Ainsi, le développement du covoiturage intermédié, et enregistré par le RPC, apparait bien plus mesuré que sur d’autres territoires. L’incitation n’est proposée que pour certains trajets : sur le réseau des Lignes+ et, dans le cas du covoiturage planifié, à l’intérieur du périmètre des zones d’activité choisies. Les trajets réalisés en dehors des périmètres déterminés par la collectivité ne sont pas incités financièrement. Ainsi, au mois de février, la moitié des trajets enregistrés sur le RPC sont incités par la collectivité tandis que l’autre moitié ne l’est pas. La Collectivité témoigne d’un tâtonnement sur la politique covoiturage, pour aller chercher les autosolistes sans pour autant concurrencer les transports en commun existants. Signe du pilotage de la Collectivité, celle-ci n’enregistre, sur l’Observatoire du covoiturage, aucun trajet interne à Grenoble ou à la Métropole parmi ses trajets les plus covoiturés. Elle n’enregistre aussi qu’une faible part de trajets inférieurs à 10 km.

Enfin, AREA a réalisé un bilan en 2021 sur l’expérimentation de la voie réservée 6. Le taux de respect était de 40 %, le temps de parcours plus faible d’une minute (sur les 8 km de la voie) et les utilisateurs de la voie allaient environ 10 km/h plus vite que les automobilistes des autres voies. L’absence de verbalisation et le déclenchement après la formation de la congestion ont cependant limité son efficacité : « Au début la voie était un peu respecté mais de moins en moins aujourd’hui.
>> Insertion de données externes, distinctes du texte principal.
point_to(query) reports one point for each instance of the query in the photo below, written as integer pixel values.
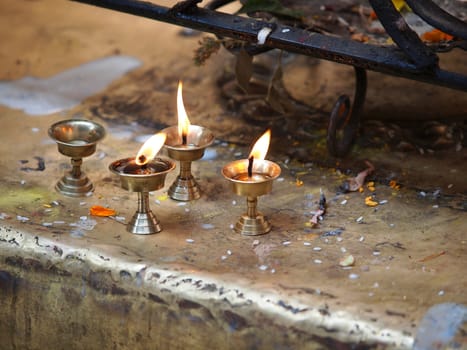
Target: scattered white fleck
(22, 218)
(207, 226)
(263, 34)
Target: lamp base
(184, 189)
(144, 224)
(249, 226)
(73, 186)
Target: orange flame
(150, 148)
(183, 121)
(260, 148)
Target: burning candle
(186, 143)
(253, 177)
(144, 163)
(258, 153)
(144, 173)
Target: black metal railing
(409, 57)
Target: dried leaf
(97, 210)
(244, 70)
(354, 184)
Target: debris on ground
(355, 183)
(97, 210)
(318, 214)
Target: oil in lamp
(143, 174)
(186, 143)
(76, 138)
(252, 178)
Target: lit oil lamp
(76, 138)
(186, 143)
(143, 174)
(252, 178)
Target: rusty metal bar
(388, 60)
(438, 18)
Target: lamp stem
(251, 203)
(76, 167)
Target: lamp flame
(260, 148)
(150, 148)
(183, 121)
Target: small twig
(432, 256)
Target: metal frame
(409, 58)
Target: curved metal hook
(346, 117)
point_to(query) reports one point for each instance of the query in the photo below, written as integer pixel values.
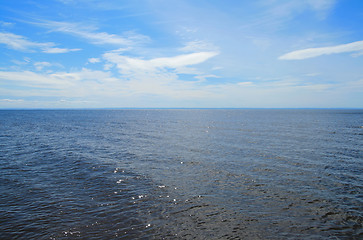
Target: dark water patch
(181, 174)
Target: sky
(181, 54)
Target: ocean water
(181, 174)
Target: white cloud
(315, 52)
(40, 65)
(198, 45)
(94, 60)
(20, 43)
(90, 33)
(60, 50)
(128, 64)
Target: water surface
(181, 174)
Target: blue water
(181, 174)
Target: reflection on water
(181, 174)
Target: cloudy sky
(181, 53)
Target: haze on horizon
(181, 54)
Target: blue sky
(169, 53)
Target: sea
(181, 174)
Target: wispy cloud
(21, 43)
(91, 34)
(315, 52)
(94, 60)
(128, 64)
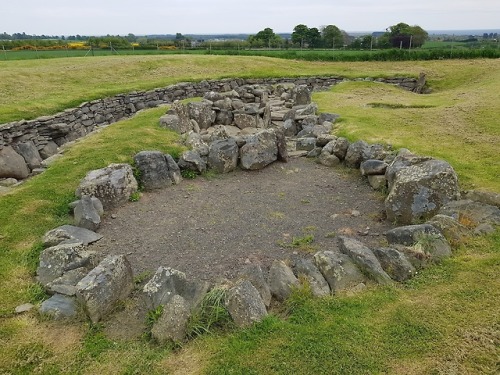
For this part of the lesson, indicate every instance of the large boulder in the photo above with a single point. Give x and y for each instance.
(30, 154)
(177, 118)
(223, 155)
(113, 185)
(56, 260)
(168, 282)
(364, 258)
(12, 164)
(281, 280)
(243, 120)
(395, 263)
(172, 324)
(357, 152)
(339, 270)
(154, 170)
(425, 241)
(260, 150)
(103, 287)
(254, 274)
(59, 307)
(418, 188)
(69, 234)
(202, 113)
(66, 284)
(372, 167)
(245, 304)
(86, 214)
(195, 142)
(301, 95)
(317, 282)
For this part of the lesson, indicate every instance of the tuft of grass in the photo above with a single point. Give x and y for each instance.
(303, 243)
(210, 315)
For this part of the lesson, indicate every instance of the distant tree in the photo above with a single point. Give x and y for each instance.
(299, 35)
(332, 36)
(265, 38)
(406, 36)
(314, 38)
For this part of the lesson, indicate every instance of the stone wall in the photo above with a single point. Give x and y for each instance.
(46, 133)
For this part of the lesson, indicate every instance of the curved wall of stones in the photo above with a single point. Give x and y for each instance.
(38, 139)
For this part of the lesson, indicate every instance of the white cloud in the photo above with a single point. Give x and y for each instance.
(94, 17)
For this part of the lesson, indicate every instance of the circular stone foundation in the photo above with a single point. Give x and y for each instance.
(212, 228)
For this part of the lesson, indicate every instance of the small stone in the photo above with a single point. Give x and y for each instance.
(24, 308)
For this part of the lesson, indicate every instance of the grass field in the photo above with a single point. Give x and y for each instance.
(445, 321)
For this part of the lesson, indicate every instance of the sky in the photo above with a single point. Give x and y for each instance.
(120, 17)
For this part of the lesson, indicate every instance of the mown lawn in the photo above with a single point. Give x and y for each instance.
(445, 321)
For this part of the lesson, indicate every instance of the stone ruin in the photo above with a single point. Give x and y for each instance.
(248, 129)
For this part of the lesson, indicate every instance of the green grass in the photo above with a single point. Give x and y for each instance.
(33, 88)
(456, 122)
(443, 321)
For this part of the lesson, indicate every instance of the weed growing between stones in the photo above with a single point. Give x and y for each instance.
(134, 197)
(211, 314)
(303, 243)
(188, 174)
(151, 318)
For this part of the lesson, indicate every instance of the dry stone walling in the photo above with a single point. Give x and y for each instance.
(248, 128)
On va lancer une expérimentation à l’été 2023 pour verbaliser », décrit Luc Rémond.

  • 1 La pollution atmosphérique dans l’agglomération grenobloise est importante en raison du trafic routier et du chauffage au bois individuel, et est aggravé par sa topographie (zone montagneuse, climatologie défavorable),

  • 2 La part modale du covoiturage est déterminée à partir de la part modale des passagers en voiture (PDU 2030 – la stratégie).

  • 3 Mois de référence : novembre 2022 et février 2023.

  • 4 Les trajets en échange entre métropole et Grésivaudan ou Pays Voironnais (156 000) sont pour 1 tiers des navettes domicile-travail (EMC2), soit 46 800 trajets quotidiens. Les trajets en échange réalisés en voiture ont une distance moyenne de 19 km (PDU 2030). Par ailleurs, la distance moyenne enregistrée sur le RPC en février 2023 est de 27,35 km. Le rapport entre les km parcourus en covoiturage incité (230*27,35) et ces trajets (46 800*19), multiplié par 100, donne 0,71 %.

  • 5 Le coût au trajet est estimé à partir du budget mensuel de 2022 (75 000 €), divisé par le nombre de trajets incités en février 2023 (4600).

  • 6 Les résultats ont été présentés lors du webinaire organisé par France mobilité et Idealco « Inciter covoiturage par les infrastructures », diffusé le 15 novembre 2022.